Характер этого прояснения – в силу всего вышесказанного – также не может быть сугубо теоретическим; само прояснение контекста вопроса о возможности осмысленного отрицания мысли оказывается путем к обретению мысли в ее действительности.
Таким образом, выражение, вынесенное в название книги – «инкарнация мысли» – можно трактовать по меньшей мере трояким образом: во-первых, речь идет о самой интуиции воплощенной мысли, которая, как представляется, в равной степени определяет философствование М. М. Бахтина и М. К. Мамардашвили; во-вторых, тот диалог о бытии, который здесь разыгрывается или воспроизводится, также оказывается способом воплощения мысли: последняя становится инкарнированной (М. Бахтин), только встречаясь с принципиально (событийно) иной мыслью; наконец, в-третьих, само предприятие, «следом» которого является текст данной книги, также можно трактовать как попытку воплощения мысли путем прояснения ее исходного парадокса. О том, насколько эту попытку можно считать удавшейся, судить читателю.
ГЛАВА 1
ОТКРЫТИЕ ПРЕДЕЛА РЕФЛЕКСИИ: ОПОЗДАНИЕ К НАЧАЛУ
1.1. Недостижимый исток
Начать мыслить невозможно уже в силу того, что мысли не от чего от-личить себя, оттолкнуться: одной из важнейших задач философии постструктурализма выступает именно разоблачение самой идеи образца, оригинала, в отношении к которому мысль только и обретает смысл и значение. Под вопросом оказывается исходный пункт мышления как такового, с непревзойденной лаконичностью сформулированный Парменидом:
Постструктуралистская мысль строится как раз на принципиальном отказе от поисков того «сущего, о котором она высказана», или от поисков своих истоков, о чем со всей определенностью говорит М. Фуко, формулируя задачу своей «археологии знания»: «Речь идет о том, чтобы проанализировать историю в такой прерывности, которую не может в дальнейшем разрушить никакая телеология, установить ее в таком рассеивании, которое не может ограничить никакой предварительно заданный горизонт, оставить ей возможность разворачиваться в такой анонимности, которой никакое трансцендентальное установление не может навязать форму субъекта, открыть такую темпоральность, которая не допустит никакого возвращения к истокам.

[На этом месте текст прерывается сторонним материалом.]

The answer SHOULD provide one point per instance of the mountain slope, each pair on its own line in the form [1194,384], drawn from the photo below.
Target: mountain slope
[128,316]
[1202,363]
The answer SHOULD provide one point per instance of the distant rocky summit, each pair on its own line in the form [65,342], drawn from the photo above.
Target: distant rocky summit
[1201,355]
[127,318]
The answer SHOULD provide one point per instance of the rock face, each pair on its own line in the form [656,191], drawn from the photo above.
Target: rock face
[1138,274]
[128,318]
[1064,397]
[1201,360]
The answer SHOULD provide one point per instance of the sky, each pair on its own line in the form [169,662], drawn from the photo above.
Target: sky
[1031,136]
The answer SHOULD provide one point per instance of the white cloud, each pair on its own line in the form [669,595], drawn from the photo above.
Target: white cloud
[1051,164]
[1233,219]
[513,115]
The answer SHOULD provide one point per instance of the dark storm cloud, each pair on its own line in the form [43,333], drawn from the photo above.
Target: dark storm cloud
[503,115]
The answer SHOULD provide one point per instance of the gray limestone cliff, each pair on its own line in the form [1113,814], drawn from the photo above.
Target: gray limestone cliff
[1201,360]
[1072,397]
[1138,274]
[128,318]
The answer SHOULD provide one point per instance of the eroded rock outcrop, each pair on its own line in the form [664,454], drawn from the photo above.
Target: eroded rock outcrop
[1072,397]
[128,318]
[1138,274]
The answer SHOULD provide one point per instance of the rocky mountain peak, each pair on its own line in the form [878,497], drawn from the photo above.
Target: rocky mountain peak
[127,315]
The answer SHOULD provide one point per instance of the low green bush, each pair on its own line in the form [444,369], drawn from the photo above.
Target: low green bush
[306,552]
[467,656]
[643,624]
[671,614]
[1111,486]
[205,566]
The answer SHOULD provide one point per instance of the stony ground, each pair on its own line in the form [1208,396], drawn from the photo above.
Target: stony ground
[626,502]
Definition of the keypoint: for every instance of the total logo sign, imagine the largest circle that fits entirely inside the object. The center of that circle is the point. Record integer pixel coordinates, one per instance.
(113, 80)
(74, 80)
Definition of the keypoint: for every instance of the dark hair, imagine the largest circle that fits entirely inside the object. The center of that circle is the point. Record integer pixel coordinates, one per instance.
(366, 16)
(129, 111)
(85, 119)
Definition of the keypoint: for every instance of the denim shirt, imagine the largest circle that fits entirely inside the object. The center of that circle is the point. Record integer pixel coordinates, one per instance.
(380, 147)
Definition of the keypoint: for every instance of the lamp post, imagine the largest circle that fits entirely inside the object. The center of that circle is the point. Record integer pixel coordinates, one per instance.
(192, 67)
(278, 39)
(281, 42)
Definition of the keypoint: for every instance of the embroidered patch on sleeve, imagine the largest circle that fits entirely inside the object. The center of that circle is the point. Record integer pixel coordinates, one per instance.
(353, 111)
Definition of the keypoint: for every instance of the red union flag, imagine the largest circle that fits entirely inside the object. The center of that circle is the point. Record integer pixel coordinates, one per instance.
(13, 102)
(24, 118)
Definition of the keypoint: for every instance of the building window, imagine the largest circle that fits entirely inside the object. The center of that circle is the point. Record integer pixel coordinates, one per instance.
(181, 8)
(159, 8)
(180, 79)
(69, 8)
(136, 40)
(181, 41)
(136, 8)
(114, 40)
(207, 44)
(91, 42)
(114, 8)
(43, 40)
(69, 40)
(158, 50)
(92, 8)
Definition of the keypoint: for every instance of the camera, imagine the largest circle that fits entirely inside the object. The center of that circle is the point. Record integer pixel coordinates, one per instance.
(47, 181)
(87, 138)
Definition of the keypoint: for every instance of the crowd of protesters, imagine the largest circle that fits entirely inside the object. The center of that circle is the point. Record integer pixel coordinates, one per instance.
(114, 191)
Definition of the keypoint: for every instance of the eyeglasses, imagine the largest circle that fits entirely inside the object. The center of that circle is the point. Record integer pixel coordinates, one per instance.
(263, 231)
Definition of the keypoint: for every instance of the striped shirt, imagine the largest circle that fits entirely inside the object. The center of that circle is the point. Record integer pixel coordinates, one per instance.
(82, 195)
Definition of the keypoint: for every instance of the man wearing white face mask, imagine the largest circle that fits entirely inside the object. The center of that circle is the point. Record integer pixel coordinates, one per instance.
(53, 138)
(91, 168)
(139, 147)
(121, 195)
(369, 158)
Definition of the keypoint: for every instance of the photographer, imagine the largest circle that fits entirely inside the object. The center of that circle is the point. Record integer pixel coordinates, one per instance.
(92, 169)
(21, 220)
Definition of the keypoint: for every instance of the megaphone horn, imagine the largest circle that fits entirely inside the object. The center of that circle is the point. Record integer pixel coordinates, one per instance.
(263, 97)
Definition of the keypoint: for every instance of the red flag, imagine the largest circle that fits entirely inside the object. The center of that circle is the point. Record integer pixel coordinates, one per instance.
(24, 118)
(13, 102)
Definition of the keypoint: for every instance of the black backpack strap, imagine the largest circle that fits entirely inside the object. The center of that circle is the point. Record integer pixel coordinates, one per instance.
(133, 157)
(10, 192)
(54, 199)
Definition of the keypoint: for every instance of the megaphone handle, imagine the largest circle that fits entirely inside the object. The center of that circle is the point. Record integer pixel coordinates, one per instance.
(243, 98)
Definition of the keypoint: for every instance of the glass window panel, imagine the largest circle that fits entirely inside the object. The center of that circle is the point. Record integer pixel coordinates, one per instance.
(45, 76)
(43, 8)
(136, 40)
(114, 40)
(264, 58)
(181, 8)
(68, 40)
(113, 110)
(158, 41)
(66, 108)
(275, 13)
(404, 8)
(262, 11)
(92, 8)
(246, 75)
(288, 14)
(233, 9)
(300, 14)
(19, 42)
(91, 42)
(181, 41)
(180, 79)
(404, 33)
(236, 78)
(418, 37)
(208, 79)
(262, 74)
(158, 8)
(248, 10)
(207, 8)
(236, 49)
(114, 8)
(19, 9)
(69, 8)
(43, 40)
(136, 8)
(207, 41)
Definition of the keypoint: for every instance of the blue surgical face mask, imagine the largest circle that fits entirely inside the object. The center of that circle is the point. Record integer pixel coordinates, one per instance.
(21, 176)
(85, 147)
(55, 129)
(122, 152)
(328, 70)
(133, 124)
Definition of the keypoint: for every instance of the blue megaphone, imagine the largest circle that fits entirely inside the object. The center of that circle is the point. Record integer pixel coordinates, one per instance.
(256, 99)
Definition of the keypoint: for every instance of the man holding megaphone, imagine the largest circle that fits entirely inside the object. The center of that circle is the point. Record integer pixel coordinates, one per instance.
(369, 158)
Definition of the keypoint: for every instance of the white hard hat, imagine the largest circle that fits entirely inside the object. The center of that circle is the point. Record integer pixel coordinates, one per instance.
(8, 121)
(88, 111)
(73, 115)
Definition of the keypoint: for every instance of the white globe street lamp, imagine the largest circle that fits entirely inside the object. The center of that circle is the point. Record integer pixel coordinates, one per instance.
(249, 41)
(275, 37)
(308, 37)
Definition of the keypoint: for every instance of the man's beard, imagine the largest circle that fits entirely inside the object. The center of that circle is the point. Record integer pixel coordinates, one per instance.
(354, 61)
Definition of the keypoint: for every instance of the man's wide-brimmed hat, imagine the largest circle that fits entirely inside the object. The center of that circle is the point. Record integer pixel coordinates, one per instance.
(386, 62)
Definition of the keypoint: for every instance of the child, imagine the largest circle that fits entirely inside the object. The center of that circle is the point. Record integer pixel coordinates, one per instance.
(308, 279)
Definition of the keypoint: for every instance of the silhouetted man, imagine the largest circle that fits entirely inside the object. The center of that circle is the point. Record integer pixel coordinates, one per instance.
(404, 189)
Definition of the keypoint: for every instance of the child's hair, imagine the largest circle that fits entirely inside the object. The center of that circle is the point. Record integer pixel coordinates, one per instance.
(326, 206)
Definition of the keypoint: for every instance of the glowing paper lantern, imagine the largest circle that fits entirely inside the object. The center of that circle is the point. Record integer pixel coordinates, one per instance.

Речь идет о том, чтобы искоренить любой трансцендентальный нарциссизм; необходимо вырвать историю из дурной бесконечности обретения и потери истоков, где она томилась долгое время; показать, что история мысли не может играть роль разоблачителя того трансцендентального момента, которым, несмотря на все попытки обнаружить его, не обладает ни механическая рациональность, – после Канта, ни математическая идеальность, – после Гуссерля, ни обозначения воспринимаемого мира, – после Мерло-Понти»3.
2
Цит. по: Фрагменты ранних греческих философов / изд. подгот. А. В. Лебедев. М.: Наука, 1989. С. 291.
3
Фуко М. Археология знания. Киев: Ника-центр, 1996. С. 199.